Tim Brown’s contribution to the coast’s wildlife doesn’t stop with his waterfowl impoundments. Warm-season native grasses planted along the borders of his fields attract quail and filter water headed for the adjacent Chesapeake Bay of fertilizers that cause harmful algal blooms, and his ongoing wetlands restoration benefits everything from blue crabs to bald eagles. Careful planning and the advice of experts have allowed Brown to integrate profitable farming with his love of wildlife – income for the soul.
At the other end of the state, Eric Shobe and his family own a cattle-and-timber farm near Goshen in western Rockbridge County composed of 500 acres of upland pasture and 1,000 acres of mixed hardwood forest. Waterways flowing into the Little Calfpasture River are home to rare native brook trout. Deer, wild turkey and bear are plentiful, and ruffed grouse, a scarce species in many parts of its native range, are being encouraged with clearings planted with apple and pear trees.

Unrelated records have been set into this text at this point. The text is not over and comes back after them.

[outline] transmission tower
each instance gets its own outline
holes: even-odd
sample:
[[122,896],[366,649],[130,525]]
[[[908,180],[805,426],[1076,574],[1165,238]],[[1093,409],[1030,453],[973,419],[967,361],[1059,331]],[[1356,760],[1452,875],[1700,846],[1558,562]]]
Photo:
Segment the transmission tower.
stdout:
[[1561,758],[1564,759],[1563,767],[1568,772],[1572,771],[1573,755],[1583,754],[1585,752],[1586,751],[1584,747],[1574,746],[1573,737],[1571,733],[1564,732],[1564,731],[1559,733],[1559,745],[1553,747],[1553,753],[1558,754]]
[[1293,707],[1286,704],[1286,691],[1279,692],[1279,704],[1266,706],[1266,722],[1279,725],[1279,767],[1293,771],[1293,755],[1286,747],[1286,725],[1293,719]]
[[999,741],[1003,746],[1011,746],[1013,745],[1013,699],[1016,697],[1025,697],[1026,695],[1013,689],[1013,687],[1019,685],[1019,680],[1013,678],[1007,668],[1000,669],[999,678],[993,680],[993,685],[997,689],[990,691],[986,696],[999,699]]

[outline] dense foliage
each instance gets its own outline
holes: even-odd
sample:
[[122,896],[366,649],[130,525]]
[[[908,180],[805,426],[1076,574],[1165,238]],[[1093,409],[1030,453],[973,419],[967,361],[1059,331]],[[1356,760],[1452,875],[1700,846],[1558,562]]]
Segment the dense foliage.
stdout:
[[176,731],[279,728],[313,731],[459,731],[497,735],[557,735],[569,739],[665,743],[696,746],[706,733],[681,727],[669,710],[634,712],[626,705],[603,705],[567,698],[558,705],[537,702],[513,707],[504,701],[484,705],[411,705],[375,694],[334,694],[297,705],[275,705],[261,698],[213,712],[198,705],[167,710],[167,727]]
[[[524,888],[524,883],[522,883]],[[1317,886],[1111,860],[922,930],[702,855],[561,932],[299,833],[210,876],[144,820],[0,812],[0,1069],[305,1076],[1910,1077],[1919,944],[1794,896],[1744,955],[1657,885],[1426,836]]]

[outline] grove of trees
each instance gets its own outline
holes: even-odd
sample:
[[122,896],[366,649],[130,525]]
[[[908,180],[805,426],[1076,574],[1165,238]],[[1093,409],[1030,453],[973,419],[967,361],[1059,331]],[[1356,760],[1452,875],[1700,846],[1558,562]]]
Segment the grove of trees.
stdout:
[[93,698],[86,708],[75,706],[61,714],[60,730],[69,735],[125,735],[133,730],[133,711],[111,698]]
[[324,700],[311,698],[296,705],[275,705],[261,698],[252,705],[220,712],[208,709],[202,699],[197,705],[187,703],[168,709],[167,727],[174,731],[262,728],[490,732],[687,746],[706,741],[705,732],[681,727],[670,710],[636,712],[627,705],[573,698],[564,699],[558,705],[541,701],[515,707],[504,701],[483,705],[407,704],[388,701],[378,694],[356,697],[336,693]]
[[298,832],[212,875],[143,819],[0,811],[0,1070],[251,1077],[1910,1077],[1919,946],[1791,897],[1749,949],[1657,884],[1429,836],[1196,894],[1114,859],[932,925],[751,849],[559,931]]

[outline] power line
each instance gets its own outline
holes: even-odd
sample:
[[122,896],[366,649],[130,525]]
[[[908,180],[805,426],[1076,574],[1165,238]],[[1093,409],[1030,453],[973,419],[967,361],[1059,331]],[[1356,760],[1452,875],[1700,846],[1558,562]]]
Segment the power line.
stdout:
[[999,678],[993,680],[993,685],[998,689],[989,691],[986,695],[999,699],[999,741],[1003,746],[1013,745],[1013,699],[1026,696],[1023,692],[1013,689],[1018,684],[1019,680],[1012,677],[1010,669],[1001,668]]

The property was largely a climax forest when he acquired it, Shobe says, and was heavily overpopulated with deer, whose foraging appetites were observable in a stark “browse line” of about five feet from the ground, beneath which no undergrowth of leafy branch was left uneaten. Active management began by thinning the deer with aggressive hunting, which gave the forest floor a chance to recover some greenery.
More intensive steps were needed, so Shobe called in the Virginia Forestry & Wildlife Group, a land management service based in Afton that provides a palette of options for landowners seeking to enhance their properties’ habitat quality. The company’s Brian Morse, a wildlife biologist, assessed Shobe’s farm and instigated a number of landscape improvements, including controlled burns, small clear-cuts, and food plots. Even American chestnut trees, wiped out decades ago by an alien blight, are being reintroduced as saplings to their former habitat after years of careful selective breeding.
“Too often it seems like it’s one or the other,” Shobe says about farming and habitat retention. “We’ve struck a nice balance here raising cattle and wildlife, and I think what we’ve done has benefited both.” Happily for Eric Shobe and his neighbors these benefits will continue in perpetuity, as the Shobe farm is protected by a conservation easement held by the Virginia Outdoors Foundation.
Today a rapidly changing Commonwealth faces an escalating destruction of its agricultural heritage, but innovative farmers and foresters are incorporating habitat protection and enhancement into their land use plans to retain an important component of their properties. Whether you hunt and fish yourself, you’re interested in leasing these rights out to others, or you simply find solace in the rejuvenating effects of observing wildlife for its own sake, making positive contributions to the wildlife habitat on your farm will have real and lasting benefits to yourself and your legacy.